The Afghanistan Journalists Center (AFJC) said that of the more than 1,000 cases of violence and threats against journalists have been recorded since 2001, only six have received a final verdict, showing that the culture of impunity for these crimes is almost 95%.

More than 200 Afghan Journalists jointly urged President Ashraf Ghani in an open letter to pay attention to the safety of media professionals and to seriously follow-up on the cases of violence against them, especially those that resulted in killings.

The letter said that threats against journalists and the media and the culture of impunity for crimes against journalists were a matter of serious concern and detriment to the advancement of professional journalism and freedom of expression in Afghanistan.

The letter said that the efforts of the Joint Committee of the Government and the Media to investigate and prosecute threats and violence against journalists were “insufficient” in bringing the perpetrators to justice.

“We believe that in addition to the continued threats against journalists, the culture of impunity for crimes against journalists in Afghanistan is still in practice at large,” the signatories wrote.

The findings of the Afghanistan Journalists Center (AFJC) and its partner organisations showed that in the past two decades, more than 1,000 cases of violence and threats against journalists have been recorded of which 115 cases led to the death of journalists and media workers. Four of those cases occurred in the first half of 2020.

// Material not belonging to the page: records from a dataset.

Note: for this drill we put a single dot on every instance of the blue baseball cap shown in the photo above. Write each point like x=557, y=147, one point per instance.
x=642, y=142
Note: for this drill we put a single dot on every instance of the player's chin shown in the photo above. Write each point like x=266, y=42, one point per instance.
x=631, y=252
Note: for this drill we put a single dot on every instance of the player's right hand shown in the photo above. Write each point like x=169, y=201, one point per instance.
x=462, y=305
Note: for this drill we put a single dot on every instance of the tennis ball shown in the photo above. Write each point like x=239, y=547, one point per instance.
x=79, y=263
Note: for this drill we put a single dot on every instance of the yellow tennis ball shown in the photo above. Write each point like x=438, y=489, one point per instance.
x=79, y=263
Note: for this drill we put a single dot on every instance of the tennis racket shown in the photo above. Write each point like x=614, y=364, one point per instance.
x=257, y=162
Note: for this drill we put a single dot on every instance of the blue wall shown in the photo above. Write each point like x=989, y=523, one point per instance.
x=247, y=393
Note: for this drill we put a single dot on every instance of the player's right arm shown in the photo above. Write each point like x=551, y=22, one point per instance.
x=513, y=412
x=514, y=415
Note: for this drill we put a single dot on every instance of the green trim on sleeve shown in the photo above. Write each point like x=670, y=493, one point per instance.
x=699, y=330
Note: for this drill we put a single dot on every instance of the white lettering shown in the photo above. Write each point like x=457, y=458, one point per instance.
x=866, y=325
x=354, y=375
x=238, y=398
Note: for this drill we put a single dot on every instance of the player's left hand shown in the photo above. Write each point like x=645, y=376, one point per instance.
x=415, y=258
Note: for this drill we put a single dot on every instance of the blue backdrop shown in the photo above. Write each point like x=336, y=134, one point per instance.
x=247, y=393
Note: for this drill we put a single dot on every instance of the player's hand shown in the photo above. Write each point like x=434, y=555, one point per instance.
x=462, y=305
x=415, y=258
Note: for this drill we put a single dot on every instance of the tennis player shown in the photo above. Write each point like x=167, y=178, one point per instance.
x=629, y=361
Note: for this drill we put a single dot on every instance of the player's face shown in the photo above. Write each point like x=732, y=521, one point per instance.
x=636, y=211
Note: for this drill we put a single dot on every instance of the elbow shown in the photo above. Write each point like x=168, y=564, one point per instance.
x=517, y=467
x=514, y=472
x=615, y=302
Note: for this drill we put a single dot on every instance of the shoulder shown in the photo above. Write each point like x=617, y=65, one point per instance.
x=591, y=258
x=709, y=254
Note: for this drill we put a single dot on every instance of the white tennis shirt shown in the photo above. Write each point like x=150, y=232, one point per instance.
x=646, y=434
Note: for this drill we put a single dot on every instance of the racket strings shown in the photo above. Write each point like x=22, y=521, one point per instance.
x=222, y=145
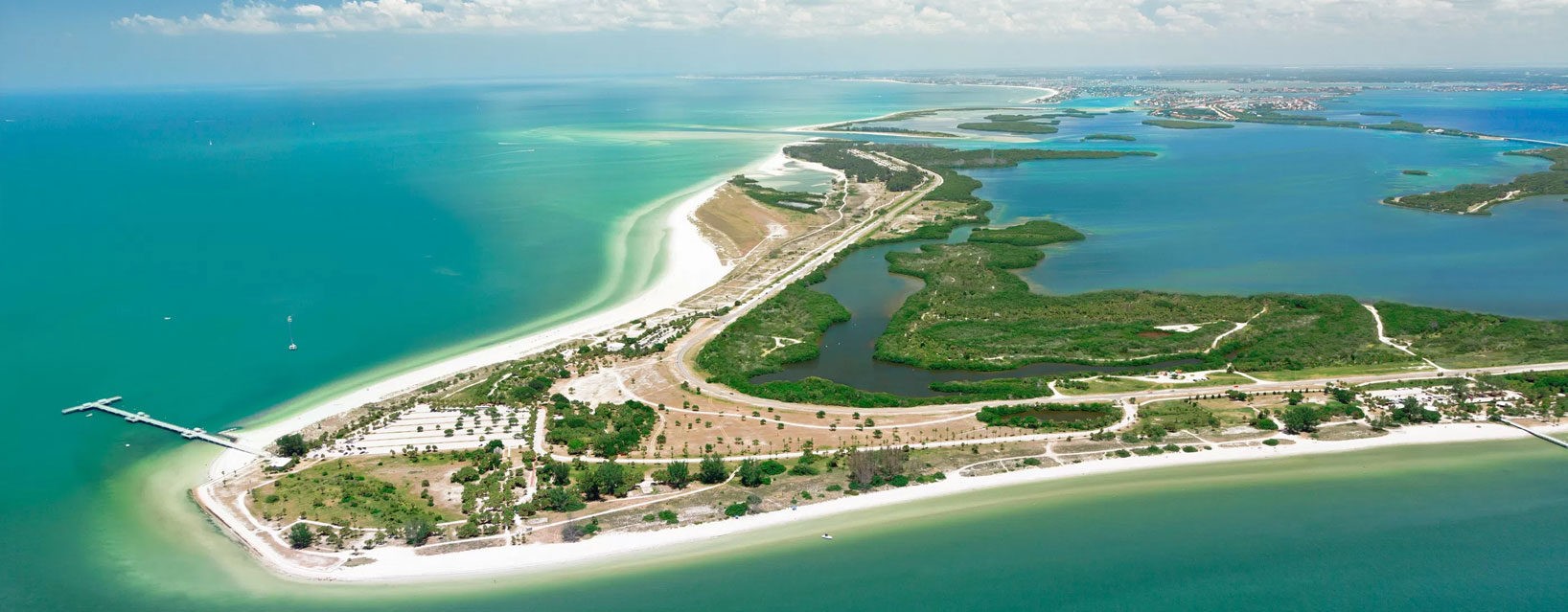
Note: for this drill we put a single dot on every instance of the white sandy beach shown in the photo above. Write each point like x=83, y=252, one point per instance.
x=690, y=266
x=404, y=565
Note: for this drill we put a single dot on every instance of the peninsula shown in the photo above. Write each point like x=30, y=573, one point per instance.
x=641, y=427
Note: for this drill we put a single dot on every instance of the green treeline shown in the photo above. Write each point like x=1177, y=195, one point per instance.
x=1029, y=234
x=1018, y=127
x=860, y=168
x=894, y=130
x=773, y=197
x=607, y=429
x=1109, y=138
x=976, y=315
x=1457, y=338
x=1181, y=124
x=1464, y=197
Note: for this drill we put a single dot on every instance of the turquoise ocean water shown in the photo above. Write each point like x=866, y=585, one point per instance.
x=404, y=222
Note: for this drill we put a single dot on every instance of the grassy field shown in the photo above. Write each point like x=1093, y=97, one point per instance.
x=345, y=491
x=775, y=197
x=1302, y=332
x=1457, y=338
x=1336, y=372
x=784, y=329
x=1117, y=384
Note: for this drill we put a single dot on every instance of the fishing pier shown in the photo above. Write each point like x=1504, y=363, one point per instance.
x=142, y=417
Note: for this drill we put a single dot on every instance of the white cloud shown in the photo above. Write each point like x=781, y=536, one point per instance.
x=836, y=17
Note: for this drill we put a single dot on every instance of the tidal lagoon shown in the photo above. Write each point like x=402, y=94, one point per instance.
x=159, y=239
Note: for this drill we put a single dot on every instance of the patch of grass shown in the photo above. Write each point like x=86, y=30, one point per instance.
x=751, y=345
x=1302, y=332
x=1178, y=415
x=1040, y=417
x=339, y=491
x=773, y=197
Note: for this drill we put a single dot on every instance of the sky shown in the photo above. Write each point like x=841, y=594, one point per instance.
x=150, y=42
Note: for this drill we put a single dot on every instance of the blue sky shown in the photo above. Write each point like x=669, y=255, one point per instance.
x=83, y=42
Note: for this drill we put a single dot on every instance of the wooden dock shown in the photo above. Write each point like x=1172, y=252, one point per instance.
x=1538, y=434
x=142, y=417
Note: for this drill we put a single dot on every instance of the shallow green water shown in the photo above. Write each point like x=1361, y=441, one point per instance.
x=154, y=243
x=1459, y=526
x=414, y=221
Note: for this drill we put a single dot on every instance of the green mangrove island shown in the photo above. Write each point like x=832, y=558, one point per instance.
x=976, y=313
x=1479, y=197
x=1180, y=124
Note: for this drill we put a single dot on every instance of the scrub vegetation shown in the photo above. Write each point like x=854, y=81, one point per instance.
x=1477, y=197
x=1052, y=417
x=773, y=197
x=1180, y=124
x=1027, y=234
x=1459, y=338
x=340, y=491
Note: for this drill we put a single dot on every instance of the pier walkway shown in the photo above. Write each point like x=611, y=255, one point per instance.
x=142, y=417
x=1538, y=434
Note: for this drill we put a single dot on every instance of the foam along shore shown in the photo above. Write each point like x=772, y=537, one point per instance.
x=400, y=564
x=690, y=266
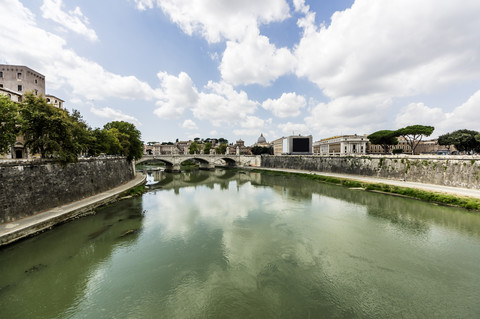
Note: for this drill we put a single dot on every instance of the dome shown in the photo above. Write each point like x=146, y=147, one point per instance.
x=261, y=139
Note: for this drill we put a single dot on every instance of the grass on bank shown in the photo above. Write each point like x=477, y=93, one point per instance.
x=444, y=199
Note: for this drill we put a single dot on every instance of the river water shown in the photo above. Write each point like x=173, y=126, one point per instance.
x=233, y=244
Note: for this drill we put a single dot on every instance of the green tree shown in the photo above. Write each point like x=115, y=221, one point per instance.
x=48, y=130
x=385, y=138
x=413, y=134
x=207, y=148
x=446, y=140
x=193, y=148
x=221, y=149
x=465, y=140
x=259, y=150
x=129, y=137
x=8, y=123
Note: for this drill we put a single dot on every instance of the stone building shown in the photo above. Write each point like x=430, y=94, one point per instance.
x=341, y=145
x=21, y=79
x=15, y=81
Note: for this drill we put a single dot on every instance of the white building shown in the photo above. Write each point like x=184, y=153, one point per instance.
x=341, y=145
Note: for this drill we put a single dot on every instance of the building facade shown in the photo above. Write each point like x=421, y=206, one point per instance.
x=21, y=79
x=341, y=145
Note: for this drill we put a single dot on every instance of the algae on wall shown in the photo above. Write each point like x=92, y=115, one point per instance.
x=456, y=171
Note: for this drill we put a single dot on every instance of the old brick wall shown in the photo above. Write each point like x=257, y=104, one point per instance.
x=31, y=186
x=456, y=171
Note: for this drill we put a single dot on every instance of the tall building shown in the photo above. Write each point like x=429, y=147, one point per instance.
x=20, y=79
x=341, y=145
x=15, y=81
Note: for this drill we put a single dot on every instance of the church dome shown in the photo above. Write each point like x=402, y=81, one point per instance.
x=261, y=139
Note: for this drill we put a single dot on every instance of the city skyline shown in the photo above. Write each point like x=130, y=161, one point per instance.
x=205, y=68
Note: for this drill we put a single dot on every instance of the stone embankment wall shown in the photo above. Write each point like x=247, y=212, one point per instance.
x=31, y=186
x=456, y=171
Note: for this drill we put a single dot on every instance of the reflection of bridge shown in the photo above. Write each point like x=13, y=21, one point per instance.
x=206, y=161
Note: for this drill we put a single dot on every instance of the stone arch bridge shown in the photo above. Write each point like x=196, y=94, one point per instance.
x=206, y=161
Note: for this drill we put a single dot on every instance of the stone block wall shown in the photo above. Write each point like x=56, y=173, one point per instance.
x=456, y=171
x=31, y=186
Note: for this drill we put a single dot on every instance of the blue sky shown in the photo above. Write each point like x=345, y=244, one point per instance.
x=238, y=68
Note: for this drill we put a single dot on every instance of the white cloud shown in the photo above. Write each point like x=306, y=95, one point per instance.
x=177, y=94
x=221, y=104
x=254, y=60
x=218, y=19
x=465, y=116
x=114, y=115
x=288, y=105
x=144, y=4
x=398, y=47
x=189, y=125
x=23, y=42
x=74, y=20
x=348, y=115
x=294, y=129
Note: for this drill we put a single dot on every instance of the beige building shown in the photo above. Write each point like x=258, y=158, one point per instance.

Statistics released by the Attorney General’s Office show that only 31 cases of deaths of journalists and media workers have been processed so far, with only six receiving a final verdict.

“This data clearly underscores that culture of impunity for crimes against journalists and media personnel is in practice by almost 95%,” the letter said.

The reporters who signed the letter called on Ghani to prioritize the safety and security of the media, and to seriously follow-up on the cases of violence against journalists, especially those cases that resulted in deaths.

They demanded that the Afghan government follow-up the cases and present a workable timetable for further action to bring the perpetrators to justice.

As most cases of crimes against journalists and media workers were attributed to “terrorists and illegal armed groups,” the writers said if the perpetrators were dead, then their associated groups or organizers must be identified and brought to justice.

They demanded that legal actions, with no exception, must be taken against any government officials, security personnel and warlords who are accused of committing violence and threats against journalists.

They also asked for the establishment of an online database to follow-up the legal proceedings and provide regular and updated information on the status of each case of violence and threat against journalists.

Correspondents who signed the letter stressed that the president and government leaders should declare their firm and lasting political commitment to supporting journalists and the media in Afghanistan and reassure those involved, that “violators of the law and perpetrators of crimes against journalists will be prosecuted in accordance with the rule of law.”

The letter was also sent to the Vice Presidents Amrullah Saleh and Sarwar Danesh, the Speakers of both houses of the Parliament Mir Rahman Rahmani and Fazl Hadi Muslimyar, Supreme Court Chief Justice Sayed Yusouf Halim, Attorney General Mohammad Farid Hamidi and the chairperson of the Afghanistan Independent Human Rights Commission Shahrzad Akbar.

International organisations and diplomatic missions in Kabul such as the UN Assistance Mission for Afghanistan (UNAMA), UNESCO, EU Delegation to Afghanistan, Committee to Protect Journalists (CPJ), Reporters Without Boarders (RSF) and the Pulitzer Center on Crisis Reporting, were also included.